What are the advantages and disadvantages of weighted moving average method? ›

One advantage is its responsiveness to recent data points, which makes it useful for short-term trading strategies. On the other hand, one disadvantage is its sensitivity to outliers or sudden price movements.

Which of the following is an advantage of a moving average line? ›

A moving average helps to smooth price action and filter out noise in the data. It is used to identify trend direction, define potential support and resistance levels, and serves as a building block for many other technical indicators.

What are the disadvantages of exponential moving average? ›

However, a key drawback of the exponential moving average is that it is based on historical data, so it cannot predict future price movements.

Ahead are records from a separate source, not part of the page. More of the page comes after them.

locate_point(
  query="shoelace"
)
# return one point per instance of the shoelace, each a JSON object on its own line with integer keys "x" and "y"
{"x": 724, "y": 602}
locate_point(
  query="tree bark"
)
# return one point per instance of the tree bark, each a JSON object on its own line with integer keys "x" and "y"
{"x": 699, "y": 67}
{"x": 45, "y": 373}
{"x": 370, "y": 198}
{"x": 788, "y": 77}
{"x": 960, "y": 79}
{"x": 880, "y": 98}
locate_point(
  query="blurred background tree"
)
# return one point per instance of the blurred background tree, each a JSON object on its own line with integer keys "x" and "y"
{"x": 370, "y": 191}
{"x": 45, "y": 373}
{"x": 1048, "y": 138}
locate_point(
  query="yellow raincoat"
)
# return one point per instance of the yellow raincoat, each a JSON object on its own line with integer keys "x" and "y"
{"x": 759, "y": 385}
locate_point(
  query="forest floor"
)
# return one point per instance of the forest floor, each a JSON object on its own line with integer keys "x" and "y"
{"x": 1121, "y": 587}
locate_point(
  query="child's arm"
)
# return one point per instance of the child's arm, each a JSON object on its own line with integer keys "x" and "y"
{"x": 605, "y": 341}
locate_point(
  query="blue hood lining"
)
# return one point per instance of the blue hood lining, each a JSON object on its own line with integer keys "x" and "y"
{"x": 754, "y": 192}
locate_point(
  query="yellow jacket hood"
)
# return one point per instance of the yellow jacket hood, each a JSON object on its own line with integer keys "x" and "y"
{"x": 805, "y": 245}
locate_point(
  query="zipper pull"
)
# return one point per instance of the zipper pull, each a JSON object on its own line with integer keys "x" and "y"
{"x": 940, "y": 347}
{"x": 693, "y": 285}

Furthermore, the EMA can also be prone to false signals, such as false positives and false negatives, meaning that it could mislead traders.

Why is the moving average the best? ›

The moving average helps to level the price data over a specified period by creating a constantly updated average price. A simple moving average (SMA) is a calculation that takes the arithmetic mean of a given set of prices over a specific number of days in the past.

What is the primary advantage of the simple moving average methods? ›

Merits of Moving Average Method

Moving averages help in identifying the trends. This allows the traders to avail of and understand the trends established in the market. It also acts as a support system as it helps in determining potential price support. It provides the support to measure the momentum as well.

Is simple moving average positive or negative? ›

The SMA signal receives two values, either positive when the shorter-term SMA is above the Longer-term or negative when the shorter-term SMA is below the longer term.

What is the difference between simple moving average and moving average? ›

Description. Exponential Moving Average (EMA) is similar to Simple Moving Average (SMA), measuring trend direction over a period of time. However, whereas SMA simply calculates an average of price data, EMA applies more weight to data that is more current.

What is the primary disadvantage of moving average methods in Quizlet? ›

Shortcomings in Moving Average Methods. primary one: they do not react well to variations due to trend or seasonality because they are considered smoothing methods.

What is the primary disadvantage of moving average methods in Chegg? ›

Which of the following is / are disadvantages of the moving average forecast? It is difficult to compute. Random variations are smoothened out, making structural patterns less evident.

What are the disadvantages of moving average filter? ›

The disadvantage of these filters is that they must use convolution, a terribly slow algorithm. number of points in the moving average (an odd number). Before this equation can be used, the first point in the signal must be calculated using a standard summation.

What are the disadvantages of EMA? ›

Limitations of EMA

It is more time consuming for the research subject than meeting with a clinician at intervals. Another disadvantage of EMA, as with all self-report measures, is that there is no independent check on the veracity of the data, because all data are collected in the absence of the experimenter.